Nous reproduisons ici un extrait d’une pétition émise par la Ligue des droits de l’homme  contre « la criminalisation du boycott et de la critique de la politique israélienne »

« La Ligue des droits de l’homme et de nombreuses associations de soutien ont été stupéfaites d’apprendre qu’en France, un procureur de la République (de Bordeaux) ait pu poursuivre une adhérente de la LDH pour « incitation à la haine raciale contre les Israéliens » , ceci à l’encontre d’une militante défendant les droits de l’homme en Palestine occupée, Madame Sakina Arnaud. »

« En effet, le seul motif est qu’elle prône le boycott contre les produits israéliens importés dans des conditions illégales au regard du droit international. »

« Ces poursuites confondent le racisme avec la critique et le refus de soutenir économiquement un Etat étranger, en l’occurrence Israël, parce que la politique de ce pays ne respecte pas les droits internationaux, entre autres ceux du peuple palestinien. »

 » Cette affaire devient inquiétante quand on apprend qu’à la suite d’un « hasard malheureux de l’informatique » (!!!), le président de la 5ème chambre du tribunal correctionnel de Bordeaux s’apprêtait à juger cette affaire en présence des requérants, mais sans la prévenue ni son avocat, lesquels avaient été assurés que l’affaire n’était pas inscrite à l’audience. Ils n’étaient évidemment pas en possession du dossier à charge … »

« La manipulation n’a pu réussir grâce à la présence d’esprit de l’avocat de la LDH. L’audience a pu être repoussée au 13 janv. 2010. »

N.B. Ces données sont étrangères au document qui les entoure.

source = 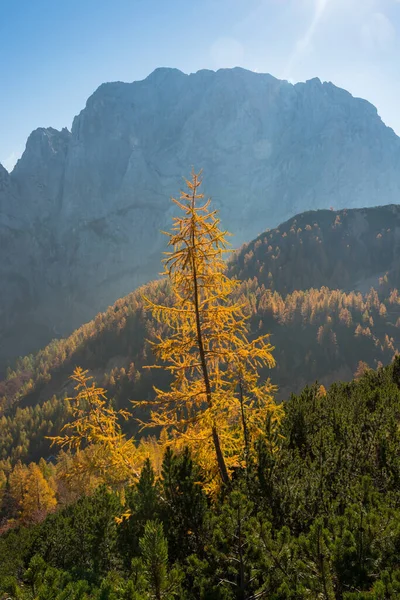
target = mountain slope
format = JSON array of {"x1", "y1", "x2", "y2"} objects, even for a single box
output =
[
  {"x1": 0, "y1": 206, "x2": 400, "y2": 460},
  {"x1": 0, "y1": 69, "x2": 400, "y2": 369}
]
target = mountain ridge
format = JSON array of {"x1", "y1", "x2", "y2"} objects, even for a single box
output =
[{"x1": 0, "y1": 68, "x2": 400, "y2": 371}]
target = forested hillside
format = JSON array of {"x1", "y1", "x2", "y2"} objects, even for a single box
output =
[
  {"x1": 0, "y1": 206, "x2": 400, "y2": 461},
  {"x1": 0, "y1": 68, "x2": 400, "y2": 368},
  {"x1": 0, "y1": 359, "x2": 400, "y2": 600},
  {"x1": 0, "y1": 180, "x2": 400, "y2": 600}
]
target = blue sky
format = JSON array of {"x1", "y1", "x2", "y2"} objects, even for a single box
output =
[{"x1": 0, "y1": 0, "x2": 400, "y2": 169}]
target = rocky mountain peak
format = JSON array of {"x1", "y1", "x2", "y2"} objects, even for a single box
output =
[{"x1": 0, "y1": 68, "x2": 400, "y2": 370}]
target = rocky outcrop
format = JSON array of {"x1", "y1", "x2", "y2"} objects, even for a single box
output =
[{"x1": 0, "y1": 69, "x2": 400, "y2": 365}]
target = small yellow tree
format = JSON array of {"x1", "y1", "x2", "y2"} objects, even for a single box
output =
[
  {"x1": 52, "y1": 367, "x2": 139, "y2": 484},
  {"x1": 21, "y1": 463, "x2": 57, "y2": 522},
  {"x1": 134, "y1": 172, "x2": 279, "y2": 484},
  {"x1": 51, "y1": 367, "x2": 165, "y2": 488}
]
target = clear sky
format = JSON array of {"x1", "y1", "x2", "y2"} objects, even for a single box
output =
[{"x1": 0, "y1": 0, "x2": 400, "y2": 170}]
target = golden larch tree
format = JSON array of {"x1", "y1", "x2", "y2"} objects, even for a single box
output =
[
  {"x1": 21, "y1": 463, "x2": 57, "y2": 522},
  {"x1": 134, "y1": 171, "x2": 280, "y2": 485}
]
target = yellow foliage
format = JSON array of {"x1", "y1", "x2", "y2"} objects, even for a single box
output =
[
  {"x1": 51, "y1": 367, "x2": 167, "y2": 490},
  {"x1": 21, "y1": 463, "x2": 57, "y2": 521},
  {"x1": 134, "y1": 172, "x2": 280, "y2": 484},
  {"x1": 52, "y1": 367, "x2": 139, "y2": 484}
]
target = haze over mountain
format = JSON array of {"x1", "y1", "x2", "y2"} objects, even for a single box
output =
[{"x1": 0, "y1": 69, "x2": 400, "y2": 368}]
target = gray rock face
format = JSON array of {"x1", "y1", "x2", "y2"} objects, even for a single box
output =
[{"x1": 0, "y1": 69, "x2": 400, "y2": 369}]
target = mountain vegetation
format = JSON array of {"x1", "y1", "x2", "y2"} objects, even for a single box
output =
[
  {"x1": 0, "y1": 69, "x2": 400, "y2": 368},
  {"x1": 0, "y1": 358, "x2": 400, "y2": 600},
  {"x1": 0, "y1": 173, "x2": 400, "y2": 600},
  {"x1": 0, "y1": 206, "x2": 400, "y2": 464}
]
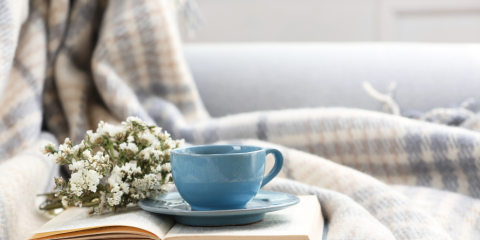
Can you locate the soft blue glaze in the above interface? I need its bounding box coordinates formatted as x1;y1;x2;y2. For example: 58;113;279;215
171;145;283;210
138;190;300;226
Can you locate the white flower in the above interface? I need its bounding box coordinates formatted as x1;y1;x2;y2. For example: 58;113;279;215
140;147;153;160
82;149;92;160
40;142;55;154
162;163;172;172
68;160;86;171
58;143;73;154
139;132;157;144
62;196;68;208
48;152;65;163
119;143;138;153
127;116;142;124
69;169;103;196
87;130;102;144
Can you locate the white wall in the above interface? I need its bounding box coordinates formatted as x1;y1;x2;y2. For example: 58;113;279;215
184;0;480;42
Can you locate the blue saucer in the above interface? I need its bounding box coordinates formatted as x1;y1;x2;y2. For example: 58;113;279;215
138;190;300;227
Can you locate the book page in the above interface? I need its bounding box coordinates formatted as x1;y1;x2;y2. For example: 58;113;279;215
31;207;174;239
166;196;323;240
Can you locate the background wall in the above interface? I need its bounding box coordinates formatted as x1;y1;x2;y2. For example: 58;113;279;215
184;0;480;42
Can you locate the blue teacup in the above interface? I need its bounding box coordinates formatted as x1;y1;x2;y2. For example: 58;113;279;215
170;145;283;211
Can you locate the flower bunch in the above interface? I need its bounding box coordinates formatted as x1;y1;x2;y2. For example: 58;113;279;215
41;117;183;213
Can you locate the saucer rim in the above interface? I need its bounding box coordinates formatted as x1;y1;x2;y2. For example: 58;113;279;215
138;190;300;217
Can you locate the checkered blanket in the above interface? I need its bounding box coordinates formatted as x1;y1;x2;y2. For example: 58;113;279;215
0;0;480;240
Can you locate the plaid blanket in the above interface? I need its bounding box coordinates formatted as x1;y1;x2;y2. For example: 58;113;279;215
0;0;480;240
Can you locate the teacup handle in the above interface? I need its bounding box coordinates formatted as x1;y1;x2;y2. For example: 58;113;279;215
260;148;283;188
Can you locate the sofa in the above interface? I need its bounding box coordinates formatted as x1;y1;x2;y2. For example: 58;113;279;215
184;42;480;117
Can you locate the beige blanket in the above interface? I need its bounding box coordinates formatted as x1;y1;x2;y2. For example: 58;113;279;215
0;0;480;240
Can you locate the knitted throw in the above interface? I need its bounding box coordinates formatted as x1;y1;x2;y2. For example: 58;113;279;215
0;0;480;240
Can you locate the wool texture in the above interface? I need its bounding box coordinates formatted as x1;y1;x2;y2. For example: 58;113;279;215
0;0;480;240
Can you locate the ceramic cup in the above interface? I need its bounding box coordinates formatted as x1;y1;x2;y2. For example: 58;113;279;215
170;145;283;211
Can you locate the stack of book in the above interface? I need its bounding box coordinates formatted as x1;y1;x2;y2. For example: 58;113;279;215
30;196;324;240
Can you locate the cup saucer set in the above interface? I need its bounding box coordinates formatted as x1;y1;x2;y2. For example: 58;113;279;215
138;145;300;226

 » La libre expression politique, le droit à la critique de la politique d’un Etat étranger, la défense des droits des Palestiniens, la liberté de choisir l’origine des produits que nous consommons sont ainsi gravement menacés en France si  l’issue de ce procès devait donner raison aux plaignants. »

 » Pétition à l’attention du Pdt de la République » émise par la Ligue des droits de l’homme  du 21/12/2009 (extraits)

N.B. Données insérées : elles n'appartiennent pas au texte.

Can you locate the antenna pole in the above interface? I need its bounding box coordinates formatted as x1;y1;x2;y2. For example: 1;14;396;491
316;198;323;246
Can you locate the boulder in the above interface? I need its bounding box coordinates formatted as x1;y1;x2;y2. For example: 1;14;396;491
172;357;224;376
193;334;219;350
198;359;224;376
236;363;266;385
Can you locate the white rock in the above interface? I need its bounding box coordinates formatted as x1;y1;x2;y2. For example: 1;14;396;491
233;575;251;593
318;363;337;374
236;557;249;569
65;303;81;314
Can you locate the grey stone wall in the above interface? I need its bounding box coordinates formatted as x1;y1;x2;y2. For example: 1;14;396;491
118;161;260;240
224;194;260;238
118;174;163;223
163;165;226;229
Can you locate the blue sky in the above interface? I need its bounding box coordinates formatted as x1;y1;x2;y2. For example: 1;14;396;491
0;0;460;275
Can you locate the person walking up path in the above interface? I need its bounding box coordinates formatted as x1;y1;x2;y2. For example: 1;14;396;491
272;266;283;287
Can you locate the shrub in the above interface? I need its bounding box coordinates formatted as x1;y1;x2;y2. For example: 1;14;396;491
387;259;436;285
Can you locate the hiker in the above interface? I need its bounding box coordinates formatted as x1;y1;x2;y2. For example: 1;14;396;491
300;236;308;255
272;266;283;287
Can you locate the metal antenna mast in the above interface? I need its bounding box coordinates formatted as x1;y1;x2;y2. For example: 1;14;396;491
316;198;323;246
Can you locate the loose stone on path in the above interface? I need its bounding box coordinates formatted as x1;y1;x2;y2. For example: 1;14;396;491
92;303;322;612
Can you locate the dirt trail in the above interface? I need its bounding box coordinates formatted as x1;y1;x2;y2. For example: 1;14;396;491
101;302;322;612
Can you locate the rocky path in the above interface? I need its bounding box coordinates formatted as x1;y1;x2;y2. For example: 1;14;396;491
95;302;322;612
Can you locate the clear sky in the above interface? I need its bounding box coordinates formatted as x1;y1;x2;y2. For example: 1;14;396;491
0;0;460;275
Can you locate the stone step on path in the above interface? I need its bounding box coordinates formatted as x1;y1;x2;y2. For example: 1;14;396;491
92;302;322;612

Denide justice souhaite connaître les noms du proc’ et du président de la 5ème chambre correctionnelle. Merci de nous aider.

Pour en savoir plus et signer la pétition : http://www.mesopinions.com/Appel contre la criminalisation …

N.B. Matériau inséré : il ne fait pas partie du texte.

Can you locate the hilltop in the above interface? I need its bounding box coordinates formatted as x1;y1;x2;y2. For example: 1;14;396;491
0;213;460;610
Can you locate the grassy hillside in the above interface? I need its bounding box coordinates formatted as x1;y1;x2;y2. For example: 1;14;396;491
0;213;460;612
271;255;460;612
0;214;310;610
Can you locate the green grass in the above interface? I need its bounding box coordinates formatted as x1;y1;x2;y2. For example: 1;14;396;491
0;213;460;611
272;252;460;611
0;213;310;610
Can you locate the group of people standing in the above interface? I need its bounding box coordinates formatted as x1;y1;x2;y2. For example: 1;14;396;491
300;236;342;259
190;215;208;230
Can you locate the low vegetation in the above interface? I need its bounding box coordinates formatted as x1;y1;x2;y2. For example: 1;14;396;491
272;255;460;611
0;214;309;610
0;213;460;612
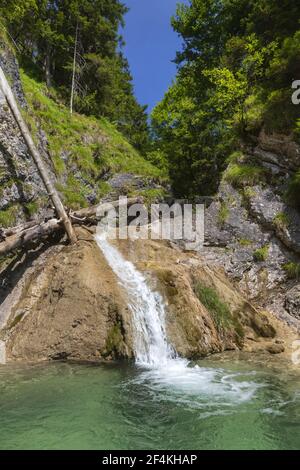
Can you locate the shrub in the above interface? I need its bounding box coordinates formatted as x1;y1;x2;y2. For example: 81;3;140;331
253;245;270;262
195;282;244;338
239;238;252;246
224;163;265;188
283;262;300;280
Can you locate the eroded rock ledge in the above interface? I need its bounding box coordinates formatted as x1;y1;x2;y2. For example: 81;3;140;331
0;228;292;362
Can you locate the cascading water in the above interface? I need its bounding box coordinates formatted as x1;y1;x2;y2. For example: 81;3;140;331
96;232;259;406
96;234;175;367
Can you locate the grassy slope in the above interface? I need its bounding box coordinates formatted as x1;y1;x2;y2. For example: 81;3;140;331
21;71;165;208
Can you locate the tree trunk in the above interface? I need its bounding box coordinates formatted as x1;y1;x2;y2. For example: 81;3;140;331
45;48;52;88
70;23;78;114
0;197;143;256
0;67;77;243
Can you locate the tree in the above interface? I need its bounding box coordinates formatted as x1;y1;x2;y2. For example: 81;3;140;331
152;0;300;197
0;0;148;150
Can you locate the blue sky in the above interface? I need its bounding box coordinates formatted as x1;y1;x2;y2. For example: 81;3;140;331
122;0;187;110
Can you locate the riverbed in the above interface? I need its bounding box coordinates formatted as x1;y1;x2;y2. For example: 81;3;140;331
0;357;300;450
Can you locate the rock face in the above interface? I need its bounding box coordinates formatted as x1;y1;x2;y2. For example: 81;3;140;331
2;230;132;361
202;131;300;327
0;44;51;228
118;240;276;358
0;229;284;362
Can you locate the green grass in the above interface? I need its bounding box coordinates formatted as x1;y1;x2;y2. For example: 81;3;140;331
253;245;270;263
226;150;245;164
224;163;265;188
195;282;244;338
239;238;253;247
286;170;300;208
21;70;167;208
0;205;18;228
283;262;300;280
128;188;167;206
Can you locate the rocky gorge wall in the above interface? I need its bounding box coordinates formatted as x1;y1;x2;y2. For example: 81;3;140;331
0;41;52;229
203;131;300;327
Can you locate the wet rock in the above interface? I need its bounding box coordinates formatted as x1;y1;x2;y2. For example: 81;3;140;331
1;229;132;362
266;343;285;354
285;284;300;319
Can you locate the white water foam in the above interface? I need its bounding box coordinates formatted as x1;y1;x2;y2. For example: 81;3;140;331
96;233;261;403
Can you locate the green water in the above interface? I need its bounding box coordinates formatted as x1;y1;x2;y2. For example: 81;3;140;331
0;360;300;450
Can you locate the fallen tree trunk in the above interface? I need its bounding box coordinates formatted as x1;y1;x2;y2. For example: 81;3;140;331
0;66;77;243
0;198;143;256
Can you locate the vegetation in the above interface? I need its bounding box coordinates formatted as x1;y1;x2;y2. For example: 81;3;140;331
253;245;270;262
152;0;300;201
283;262;300;280
287;170;300;208
218;201;230;227
21;71;166;209
239;238;253;247
273;212;290;229
0;205;18;228
195;282;243;338
224;163;265;188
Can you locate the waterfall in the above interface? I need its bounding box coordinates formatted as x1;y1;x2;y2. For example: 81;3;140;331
95;232;260;407
96;233;175;367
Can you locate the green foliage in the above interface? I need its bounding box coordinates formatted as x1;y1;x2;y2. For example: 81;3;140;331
0;0;148;152
283;262;300;280
0;205;18;228
239;238;253;247
224;164;265;188
25;201;39;216
273;212;290;228
253;245;270;263
152;0;300;197
21;71;166;209
195;282;244;338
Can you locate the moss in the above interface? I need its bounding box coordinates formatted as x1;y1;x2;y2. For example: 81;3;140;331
273;212;290;228
283;262;300;280
243;186;256;199
285;171;300;208
253;245;270;262
195;282;244;338
0;206;18;228
224;163;266;188
97;181;112;199
21;71;166;198
226;150;245;164
218;201;230;227
56;175;88;210
239;238;253;247
25;201;39;216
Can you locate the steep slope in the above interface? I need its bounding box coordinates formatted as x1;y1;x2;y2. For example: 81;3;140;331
205;131;300;326
0;38;165;231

*2008 « Petits arrangements derrière Laporte »

17 juin 2009

Secrétaire d’Etat aux sports depuis un an, Bernard Laporte est aussi un champion: recordman des affaires judiciaires classées, enterrées, prescrites, oubliées.

En décembre 2007, c’est Claude LAPLAUD le procureur de Bordeaux nouvellement nommé (décret du 19 juillet 2007), qui enterre une plainte déposée par un maire socialiste du coin. Entre les deux tours des législatives, les amis de Bernard Laporte avaient distribué des tracts que le candidat PS avait jugés de nature à fausser le scrutin. Dont il sortira  battu.

En mars 2008, le procureur de Paris, Jean-Claude MARIN, classe sans suite la plainte déposée par Frédérique Ruggieri propriétaire du casino de Gujan-Mestras en Gironde. Laporte lui aurait proposé de l’aider à obtenir des machines à sous moyennant 50% des parts du tripot. Toutefois une magistrate tenace, malgré les réquisitions de classement sans suite instruit cette affaire de marchandage supposé. Remarque: l’épouse du directeur de cabinet de Laporte est vice-procureure à Paris et adjointe de Jean-Claude MARIN.

Le 31 décembre 2008 l’appareil judiciaire traîne les pieds et permet l’extinction, grâce à la prescription, des poursuites de la Direction nationale des enquêtes fiscales à l’encontre de plusieurs sociétés (boîtes de nuit, campings, immobilier) de Laporte.

Pour en savoir plus  : « Derrière Laporte » par Michel Biet aux « Editions du Moment ».

« Le Canard enchaîné »   n° 4591    du 22/10/08   d’après un art de  J.-F. J.